Cut to little Julie again, sitting on the front porch looking out at the spring flowers, wondering what I would say if an adult asked me what sort of animal I would be. It seemed the sort of thing an adult might ask a child my age, so I was preparing my response. I concentrated for a moment, and the answer popped into my head: rabbit!
“Rabbit?” I thought. It seemed a little pathetic. I wasn’t weak and fuzzy like a rabbit. But the more I thought about it, the more it stuck. Rabbits were graceful, mysterious, elusive. There was something compelling about them that fit with me. And so, I had already been a rabbit in my own mind for several years when I first discovered the Chinese Zodiac. My fierce and elegant grandmother and I shared a love of Chinese culture, and I was eager to learn everything I could about their customs and beliefs. Imagine my delighted shock when I discovered that I was, in fact, born in the year of the rabbit!
“Affectionate yet shy,” says every paper placemat in the Chinese restaurant in regards to those born under the year of the rabbit, “You are the luckiest of all signs.” I had to know more. I had taken to wandering in to the metaphysical section of my local Borders bookstore, and one day I happened upon Theodora Lau’s book on the Chinese Zodiac. I studied that text like my life depended on it— my tattered old copy still has highlights, dog ears, and notes in the margin in little Julie’s handwriting. As it turns out, I discovered with great joy, in China, there is a rabbit on the moon. And that rabbit’s job? To grind the pill of immortality that creates the elixir of life.
The rabbit, if you will, is an alchemist.
There is a stage of The Hero’s Journey, from Jungian depth psychology, where the hero has been to the underworld and back, proved themselves through countless trials and challenges, and is now returning home with their hard won reward. This stage of the journey is called Return with the Elixir. For me, that stage is Moonhaven. It is true, my spiritual path has taken me into the underworld of my subconscious, through the labyrinth within, and I have dug deep to find new courage to overcome my shadows and reintegrate all the parts of my Self back into the whole. I have done the work. (And continue to do it!) But that is not enough— now, it is time to share what I have learned. I have found my own Soma, my own elixir of immortality, the bliss of my own soul, and now it is my spiritual duty to bring that elixir back to the outside world.

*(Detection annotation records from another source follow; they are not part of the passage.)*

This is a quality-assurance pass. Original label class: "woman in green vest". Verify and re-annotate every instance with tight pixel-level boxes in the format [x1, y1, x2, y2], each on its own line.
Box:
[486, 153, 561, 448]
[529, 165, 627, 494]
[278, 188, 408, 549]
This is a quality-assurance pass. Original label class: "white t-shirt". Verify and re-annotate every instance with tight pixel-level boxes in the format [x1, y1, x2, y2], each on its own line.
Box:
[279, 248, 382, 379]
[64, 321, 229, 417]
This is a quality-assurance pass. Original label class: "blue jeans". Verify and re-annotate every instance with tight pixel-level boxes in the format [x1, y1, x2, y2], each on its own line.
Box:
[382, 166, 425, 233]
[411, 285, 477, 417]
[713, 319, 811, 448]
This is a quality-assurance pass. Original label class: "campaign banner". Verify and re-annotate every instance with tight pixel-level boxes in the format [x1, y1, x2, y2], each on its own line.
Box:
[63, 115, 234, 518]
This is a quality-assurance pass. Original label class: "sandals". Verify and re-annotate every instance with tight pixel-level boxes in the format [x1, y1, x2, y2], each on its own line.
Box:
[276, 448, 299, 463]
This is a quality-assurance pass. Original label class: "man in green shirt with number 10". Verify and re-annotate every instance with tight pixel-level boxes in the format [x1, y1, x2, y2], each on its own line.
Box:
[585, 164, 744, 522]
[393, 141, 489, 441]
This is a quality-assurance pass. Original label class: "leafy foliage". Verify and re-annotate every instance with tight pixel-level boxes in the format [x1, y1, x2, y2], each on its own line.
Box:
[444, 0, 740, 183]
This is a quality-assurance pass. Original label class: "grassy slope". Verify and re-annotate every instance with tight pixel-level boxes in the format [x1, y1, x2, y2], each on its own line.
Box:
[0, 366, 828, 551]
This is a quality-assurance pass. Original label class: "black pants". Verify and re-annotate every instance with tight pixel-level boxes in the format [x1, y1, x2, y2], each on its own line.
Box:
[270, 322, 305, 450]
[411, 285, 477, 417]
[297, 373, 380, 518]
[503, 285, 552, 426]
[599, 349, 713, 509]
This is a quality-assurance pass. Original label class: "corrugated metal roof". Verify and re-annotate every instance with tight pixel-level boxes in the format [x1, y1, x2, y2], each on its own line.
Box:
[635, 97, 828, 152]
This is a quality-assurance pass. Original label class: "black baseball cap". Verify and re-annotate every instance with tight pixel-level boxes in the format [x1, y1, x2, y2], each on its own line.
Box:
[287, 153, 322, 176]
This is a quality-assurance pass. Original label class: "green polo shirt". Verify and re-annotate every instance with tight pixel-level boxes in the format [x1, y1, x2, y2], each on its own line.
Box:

As a dear friend and teacher of mine often says, “We are a world that is hungry for meaning.” Something about magic calls to us these days, in stories and film, in music and art. We look at the ancient wisdom traditions of certain cultures, and feel a deep yearning. And so we roam around consuming what we can, but never feeling full. When I first came into my new spiritual identity, I could have used some more guidance than I had, more friends and mentors on this path. I wish the community I needed had already existed, but as it turns out, it has been part of my task to create that community all along.
There are many kinds of Soma out there, many kinds of elixirs, many ways to delight in the divine. What I offer at Moonhaven is my piece of the puzzle. Come, drink of this wisdom, and add your own contribution to this font of knowledge. Let us be partners together in the alchemy of the soul.